Understanding the effects of alcohol on sleep is the first step toward preventing alcohol-related sleep problems. To do this, let us bust some common myths and uncover a few sobering truths about how alcohol affects your sleep. However, how alcohol affects your sleep is not a single, straightforward thing, because there are several ways that alcohol consumption influences the quality of sleep. To start with, the sleepy feelings are real. Alcohol is indeed a muscle relaxant and a sedative. This is because it slows down the functions of the central nervous system, giving you that pleasant, relaxed feeling. As part of the 24-hour body cycle, the body releases a hormone called melatonin to prepare us to sleep. Studies have found that drinking alcohol before bedtime lowers melatonin levels and interferes with core body temperatures, which in turn impacts sleep quality. I know what you might be thinking: I can just take a melatonin supplement. Not so fast; it is not recommended to mix alcohol and melatonin- double depressants that can cause anxiety, dizziness, or breathing problems. On the surface, alcohol’s sedative effects, and for those of us who have struggled with insomnia, there is a deep appreciation for any sleeping aid. In an attempt to fall asleep, some people have a drink before bed. However, alcohol does not help with insomnia. Tolerance to alcohol can rapidly develop and for this reason, a person may need to drink more alcohol eventually increasing the risk of alcohol dependency and addiction. Alcohol and snoring- let us put that into perspective. Alcohol is a muscle relaxant and makes one prone to experience a blocked airway. Simply put, alcohol relaxes muscles in the throat thereby decreasing your body’s natural defenses against airway obstruction. The more your drink, the more relaxed the tissues and muscles become, and the louder you will snore.
Did you know that alcohol is a diuretic? This means that it sends you to the restroom more than once. Each time you get up to use the bathroom at night is an interruption of your sleep, and it is not always easy to fall back asleep immediately.
The reality is that alcohol has more adverse effects on sleep than positive ones. So how does one fall asleep without drinking alcohol?
According to the Centre for Disease Control and Prevention, good sleep (sometimes referred to as “sleep hygiene’) can help get you a good night’s sleep. Ideally, you should wake up and go to bed at the same time each day. Stimulants such as caffeine should be avoided, especially at night. Using electronics like smartphones bed should be avoided.
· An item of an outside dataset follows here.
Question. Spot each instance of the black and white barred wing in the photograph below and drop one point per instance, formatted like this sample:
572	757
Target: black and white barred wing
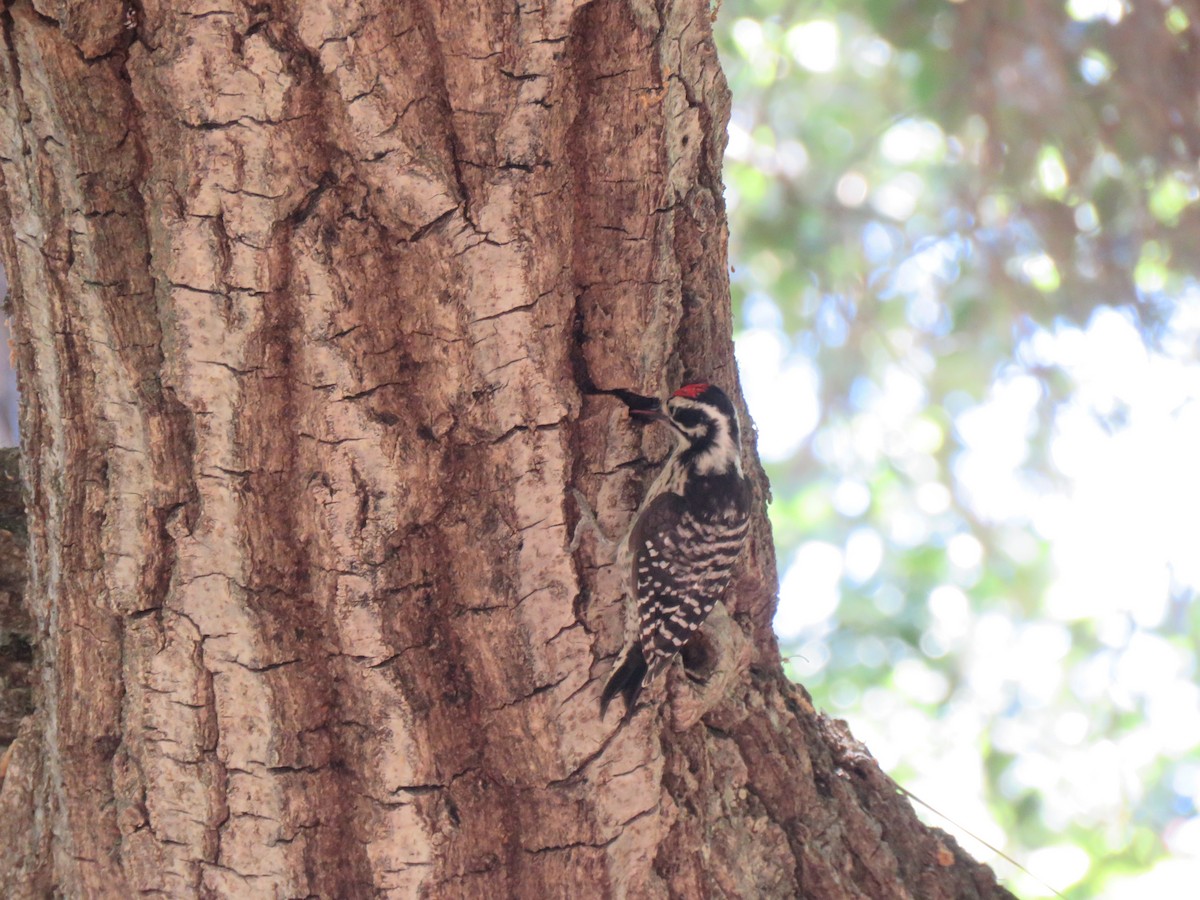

Taking any other substances that have a sedative effect should be avoided unless under a doctor’s prescription. Doing so can trigger a new addiction to another substance. Deliberate multiple relaxation methods can be used to help you wind down and fall asleep such as breathing exercises. Make sure your bedroom is quiet, dark, relaxing, and at a comfortable temperature.
If you are used to taking alcohol as a coping mechanism for finding it hard to get to sleep, then there is a need to address the underlying issue. It is clear that alcohol is a temporary sedative and drinking it before bed as a “sleep aid” will flop.